She was sitting in the covered stand—overlooking Gezira Club—amongst a crowd of officers and wives watching the polo, with only one ambition; that the match should end and that she could keep her appointment with Gary.
She had been applauding the players, mechanically, with the crowd, and in a vague way answered the remarks made to her by the adjutant’s wife who sat beside her.
Once she had liked to watch the game. It had been exciting to hear the thud of the ponies’ hooves as they galloped and swerved, and to watch the flash of a stick as it went up in the air and hear the sharp crack that sent the ball spinning across the ground. But now she had a complex. She couldn’t bear it. It was connected much too closely with her husband, Francis.
Major Rivington was a fine player. His interest in the game amounted to a passion. It was that passion, coupled with other things, which had helped to separate Anna from her husband for the last two or three years.
But now, of course, she realised that it was her love for Gary which was really separating them. Her almost frantic and obliterating love for the young man—younger than herself—who had only come into her life three months ago.

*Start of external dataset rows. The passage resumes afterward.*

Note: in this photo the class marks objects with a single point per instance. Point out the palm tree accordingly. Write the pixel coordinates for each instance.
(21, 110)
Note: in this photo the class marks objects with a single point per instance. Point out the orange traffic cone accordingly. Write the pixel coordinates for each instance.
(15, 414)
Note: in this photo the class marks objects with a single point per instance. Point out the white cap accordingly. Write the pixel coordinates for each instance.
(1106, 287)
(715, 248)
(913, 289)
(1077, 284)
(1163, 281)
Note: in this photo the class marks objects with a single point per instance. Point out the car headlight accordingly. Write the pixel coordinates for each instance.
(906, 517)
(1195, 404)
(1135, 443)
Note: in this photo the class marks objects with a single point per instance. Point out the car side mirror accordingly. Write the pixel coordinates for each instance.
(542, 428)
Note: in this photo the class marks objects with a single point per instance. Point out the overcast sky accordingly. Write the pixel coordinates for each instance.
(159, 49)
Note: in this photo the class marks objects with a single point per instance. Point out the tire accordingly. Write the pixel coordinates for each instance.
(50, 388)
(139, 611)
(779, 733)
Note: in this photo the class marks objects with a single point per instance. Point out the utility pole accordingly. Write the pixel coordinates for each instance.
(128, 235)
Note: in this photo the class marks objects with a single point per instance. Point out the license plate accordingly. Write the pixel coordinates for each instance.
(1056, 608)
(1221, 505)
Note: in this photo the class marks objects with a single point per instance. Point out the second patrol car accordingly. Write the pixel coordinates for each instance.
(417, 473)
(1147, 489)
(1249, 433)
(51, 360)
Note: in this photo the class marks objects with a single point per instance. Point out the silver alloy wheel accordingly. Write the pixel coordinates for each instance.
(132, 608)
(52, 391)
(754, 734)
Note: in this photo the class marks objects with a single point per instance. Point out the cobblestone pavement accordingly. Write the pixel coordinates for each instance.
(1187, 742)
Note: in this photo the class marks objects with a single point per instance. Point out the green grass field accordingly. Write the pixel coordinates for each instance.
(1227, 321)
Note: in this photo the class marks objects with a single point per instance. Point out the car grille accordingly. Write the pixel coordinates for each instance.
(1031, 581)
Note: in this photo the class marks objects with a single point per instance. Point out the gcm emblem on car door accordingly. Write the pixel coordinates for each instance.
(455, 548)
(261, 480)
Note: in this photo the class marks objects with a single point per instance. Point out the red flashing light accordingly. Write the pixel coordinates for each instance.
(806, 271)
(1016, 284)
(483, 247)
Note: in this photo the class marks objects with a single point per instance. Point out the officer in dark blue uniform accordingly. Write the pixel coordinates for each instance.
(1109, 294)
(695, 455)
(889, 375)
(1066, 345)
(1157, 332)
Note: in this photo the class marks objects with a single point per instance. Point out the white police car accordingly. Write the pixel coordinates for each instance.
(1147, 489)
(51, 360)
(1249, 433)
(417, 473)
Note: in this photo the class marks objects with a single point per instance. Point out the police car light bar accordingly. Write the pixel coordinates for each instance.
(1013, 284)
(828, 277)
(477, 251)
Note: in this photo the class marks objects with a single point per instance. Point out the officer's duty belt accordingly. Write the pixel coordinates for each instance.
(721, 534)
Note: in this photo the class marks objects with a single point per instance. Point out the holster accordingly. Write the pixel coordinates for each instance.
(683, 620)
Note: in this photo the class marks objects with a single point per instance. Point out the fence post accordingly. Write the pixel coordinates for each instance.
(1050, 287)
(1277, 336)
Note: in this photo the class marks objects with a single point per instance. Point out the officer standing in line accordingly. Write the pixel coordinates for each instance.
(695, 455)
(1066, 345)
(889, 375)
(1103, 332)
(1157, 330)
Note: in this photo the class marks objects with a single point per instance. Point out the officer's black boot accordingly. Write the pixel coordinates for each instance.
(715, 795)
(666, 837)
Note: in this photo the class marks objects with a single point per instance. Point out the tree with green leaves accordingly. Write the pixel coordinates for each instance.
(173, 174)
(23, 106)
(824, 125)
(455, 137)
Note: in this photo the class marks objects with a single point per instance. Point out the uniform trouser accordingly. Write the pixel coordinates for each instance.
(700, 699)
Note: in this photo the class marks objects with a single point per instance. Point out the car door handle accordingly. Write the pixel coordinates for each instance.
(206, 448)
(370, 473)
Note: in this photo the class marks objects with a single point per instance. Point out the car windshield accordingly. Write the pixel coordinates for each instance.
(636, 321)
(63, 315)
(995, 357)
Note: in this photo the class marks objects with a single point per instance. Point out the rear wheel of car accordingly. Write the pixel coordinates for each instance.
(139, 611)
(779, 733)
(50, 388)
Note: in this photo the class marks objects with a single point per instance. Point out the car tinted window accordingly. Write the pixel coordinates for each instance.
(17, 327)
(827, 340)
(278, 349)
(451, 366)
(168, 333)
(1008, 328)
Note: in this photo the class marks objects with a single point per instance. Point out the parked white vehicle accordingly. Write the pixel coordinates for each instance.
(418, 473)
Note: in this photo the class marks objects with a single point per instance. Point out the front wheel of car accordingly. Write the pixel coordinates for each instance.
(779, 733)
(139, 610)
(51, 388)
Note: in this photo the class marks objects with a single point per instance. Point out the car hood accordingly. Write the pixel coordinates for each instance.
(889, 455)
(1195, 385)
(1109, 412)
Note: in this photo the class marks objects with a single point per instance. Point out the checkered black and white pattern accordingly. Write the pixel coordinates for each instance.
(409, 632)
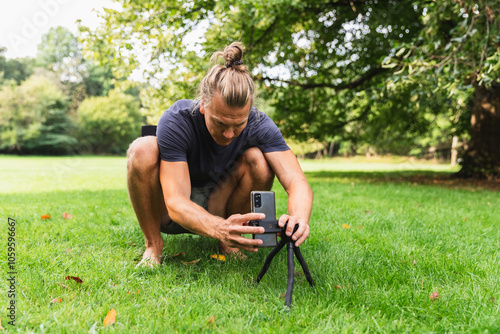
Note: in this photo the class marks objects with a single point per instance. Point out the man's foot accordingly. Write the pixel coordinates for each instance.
(231, 252)
(151, 258)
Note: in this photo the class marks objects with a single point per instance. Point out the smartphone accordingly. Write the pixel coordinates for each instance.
(264, 202)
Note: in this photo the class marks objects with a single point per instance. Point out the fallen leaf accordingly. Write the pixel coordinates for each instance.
(434, 296)
(74, 278)
(110, 318)
(190, 262)
(218, 257)
(179, 254)
(134, 292)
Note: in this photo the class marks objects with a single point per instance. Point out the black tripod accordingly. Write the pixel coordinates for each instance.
(291, 250)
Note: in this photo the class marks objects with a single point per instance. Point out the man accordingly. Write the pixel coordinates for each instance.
(197, 174)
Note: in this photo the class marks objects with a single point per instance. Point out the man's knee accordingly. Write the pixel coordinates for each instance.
(258, 166)
(143, 155)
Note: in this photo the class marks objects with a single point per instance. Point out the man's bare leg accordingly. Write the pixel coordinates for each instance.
(146, 195)
(233, 195)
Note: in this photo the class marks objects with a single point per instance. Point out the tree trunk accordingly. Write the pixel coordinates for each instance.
(482, 157)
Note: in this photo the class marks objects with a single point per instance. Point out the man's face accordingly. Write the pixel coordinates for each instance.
(224, 123)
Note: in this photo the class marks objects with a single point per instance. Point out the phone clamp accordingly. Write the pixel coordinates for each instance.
(291, 251)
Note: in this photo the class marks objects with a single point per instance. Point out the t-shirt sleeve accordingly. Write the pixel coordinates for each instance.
(173, 137)
(270, 137)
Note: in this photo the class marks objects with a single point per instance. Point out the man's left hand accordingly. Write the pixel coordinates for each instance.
(302, 231)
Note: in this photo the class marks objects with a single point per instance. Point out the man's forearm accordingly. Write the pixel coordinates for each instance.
(193, 217)
(300, 199)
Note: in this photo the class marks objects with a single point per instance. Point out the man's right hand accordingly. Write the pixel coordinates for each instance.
(231, 229)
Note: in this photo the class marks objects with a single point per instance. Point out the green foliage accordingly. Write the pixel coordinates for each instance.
(33, 118)
(17, 70)
(358, 72)
(108, 123)
(60, 52)
(405, 241)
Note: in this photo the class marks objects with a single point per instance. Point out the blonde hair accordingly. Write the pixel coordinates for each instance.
(232, 80)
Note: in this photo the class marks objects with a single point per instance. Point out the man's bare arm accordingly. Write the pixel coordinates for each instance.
(176, 187)
(300, 196)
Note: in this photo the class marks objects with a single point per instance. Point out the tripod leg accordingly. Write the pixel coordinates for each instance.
(269, 258)
(303, 263)
(291, 274)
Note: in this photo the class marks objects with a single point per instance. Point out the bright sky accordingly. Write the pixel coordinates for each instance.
(23, 22)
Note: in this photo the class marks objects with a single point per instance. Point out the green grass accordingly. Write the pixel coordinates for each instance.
(405, 241)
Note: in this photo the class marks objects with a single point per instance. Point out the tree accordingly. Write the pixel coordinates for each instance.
(33, 118)
(15, 69)
(108, 124)
(334, 69)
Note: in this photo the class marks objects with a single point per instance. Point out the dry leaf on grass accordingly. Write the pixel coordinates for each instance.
(179, 254)
(218, 257)
(110, 318)
(434, 296)
(74, 278)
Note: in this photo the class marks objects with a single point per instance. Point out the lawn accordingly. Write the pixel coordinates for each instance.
(381, 243)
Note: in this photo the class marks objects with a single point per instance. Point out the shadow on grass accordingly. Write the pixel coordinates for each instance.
(420, 177)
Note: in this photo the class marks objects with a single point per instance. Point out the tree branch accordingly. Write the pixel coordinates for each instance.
(351, 85)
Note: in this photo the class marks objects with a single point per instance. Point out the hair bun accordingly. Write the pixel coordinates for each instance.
(233, 53)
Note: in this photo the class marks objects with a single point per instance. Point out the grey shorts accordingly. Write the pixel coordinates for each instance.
(200, 196)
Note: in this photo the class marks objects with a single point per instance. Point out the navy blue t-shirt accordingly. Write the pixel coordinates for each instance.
(183, 136)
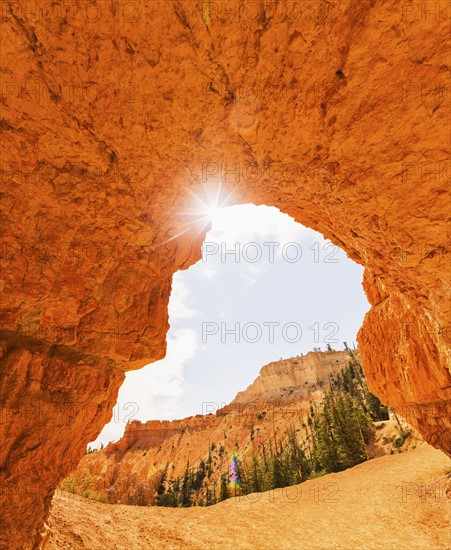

All through the match, she kept looking at her watch. With every second that ticked away, her heart pounded deliriously at the thought of their meeting, and the outcome of it. It would mean more than their previous meetings. Gary was leaving Cairo tomorrow for England. He had received sudden orders from his employers to fly to London and Liverpool on urgent business, and he expected to be away for at least a month. And before he went, he expected her to give him her promise that she would arrange her divorce.
Now and again she dragged her thoughts from her lover and focussed on the polo team—those white, swift moving figures, on brown ponies, in a dazzle of hot sunshine. Francis was out there. Francis, excited out of his usual solid passivity, concentrating on his game. It was the only thing that could excite him now, she thought, with irony. He did not really mind whether she was here watching him or not. He would neither know nor bother to find out whether she was as content, for instance, as the adjutant’s wife, who knitted so placidly while she watched the polo, or whether she was utterly miserable and at breaking-point.
Francis never thought about anybody but himself and his polo ponies.
Then the khamsin—that warm, wild wind from the desert, bringing with it blinding clouds of sand, blew up and suddenly blotted out the sunlight. Across the hard blue of the sky raced angry clouds. The tall palms in the Club gardens bent and waved helplessly. A few moments later the watching crowd dispersed, escaping from the flying dust, grumbling. But it was the first bad day in Cairo for weeks. Since Christmas they had had wonderful weather.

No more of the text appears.